Reste que les pods de brouillage sont loin d’être les seuls vecteurs susceptibles de mener des attaques cyber sur radio-fréquence. Les smartphones, ordinateurs et autre tablettes, employés par les militaires sont depuis plusieurs années la cible des hackers pour y implanter des Malware susceptibles de tenter de se répandre par radiofréquence dans les systèmes qui les entourent. Plus le porteur dispose d’une forte puissance de calcul et d’émission, plus les capacités de nuisances sont importantes. Les objets connectés, et par extension l’internet des objets, représentent également de sérieux vecteurs pour mener ce type d’attaque. C’est la raison pour laquelle l’Armée israélienne a interdit récemment les voitures connectées sur ses bases, celles-ci pouvant représenter une menace potentielle pour les systèmes de détection et de communication déployés sur place.

Tsahal, l’armée israélienne, interdit désormais l’entrée de ses bases aux véhicules connectés, qui représentent une menace potentielle sur le spectre CybeRF.

La « militarisation cyber » des ondes radio-électriques va, de fait rapidement représenter une menace plus que significative pour tous les systèmes hérités conçus pour analyser numériquement les signaux, et ne disposant pas des protections cyber nécessaires pour se prémunir de ce type d’attaque. Or, ceux-ci sont très nombreux, tant dans le domaine des armements terrestres, comme de nombreux systèmes sol-air, par exemple, mais également les blindés équipés de détecteurs RF, que des armements navals, on pense naturellement à tous les navires de combat bardés de capteurs électromagnétiques, ou que les aéronefs, qui sont dans le même cas. Quoi plus est, rien n’oblige à limiter cette menace cyber aux seuls ondes radios : les systèmes optroniques disposant d’une analyse numérique de l’image sont eux aussi possiblement sensibles à ce type d’attaque cyber par porteuse. Même le son peut être employé pour contrer les sonars passifs des sous-marins et navires de combat.

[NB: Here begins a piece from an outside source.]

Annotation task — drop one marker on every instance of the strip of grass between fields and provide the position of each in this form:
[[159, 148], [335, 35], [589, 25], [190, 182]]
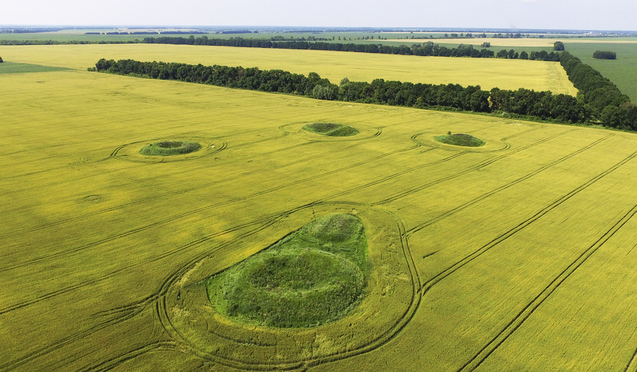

Il s’agit, à ce titre, d’une des principales réserves émises par certains experts du domaine, concernant l’immense élan visant à numériser et à mettre en réseau le champs de bataille, multipliant de fait les points de vulnérabilité d’un système global qui pourrait bien un jour, être victime d’un Malware susceptible de le neutraliser, et avec lui, une grande partie des capacités opérationnelles des armées entrainées à évoluer dans cette bulle numérique. Il est interessant de garder à l’esprit, par exemple, que le Think tank britannique Chatham House avait, en 2019, remis un rapport estimant que l’occident devait considérer que l’ensemble de sa flotte de satellites militaires était compromise par des malwares étrangers, venant de Chine, de Russie, de Corée du Nord ou d’Iran. Le récent exemple de la compromission des logiciels Fireeye et Solarwinds montre également la furtivité potentielle de ce type d’attaque, susceptible d’être activée au moment le plus opportun par l’adversaire, et le plus critique pour la cible.

En Europe, les seuls appareils spécialisés dans la guerre électronique offensive sont les Tornado ECR de la Luftwaffe, qui doivent être remplacés, dans les années à venir, par 15 EA 18G Growler acquis auprés de Boeing.

Le domaine de la guerre électronique et de la convergence guerre électronique-cyber, apparait dès lors comme un enjeu critique pour les armées dans les années à venir. Malheureusement, en Europe, cette capacité a longtemps été plus que négligée, seule la Luftwaffe disposant, sur tout le continent, d’appareils dédiés à la guerre électronique, en l’occurence des Tornado ECR dont les performances sont le reflet de l’âge des appareils. La guerre électronique est bien l’un des piliers du programme SCAF, mais cette capacité ne devrait pas arriver en service avant 2040. Les forces terrestres européennes ne sont guère mieux loties dans ce domaine, et seules certaines frégates, comme la FDI de Naval Group, ont effectivement été conçues pour prendre en charge ce type de menace, et faire usage de ces technologies dans un mode offensif. Reste que, globalement, l’Europe restera sévèrement démunie face à cette menace pendant les 20 prochaines années, alors que les tensions actuelles semblent dessiner un avenir à court ou moyen terme des plus menaçants.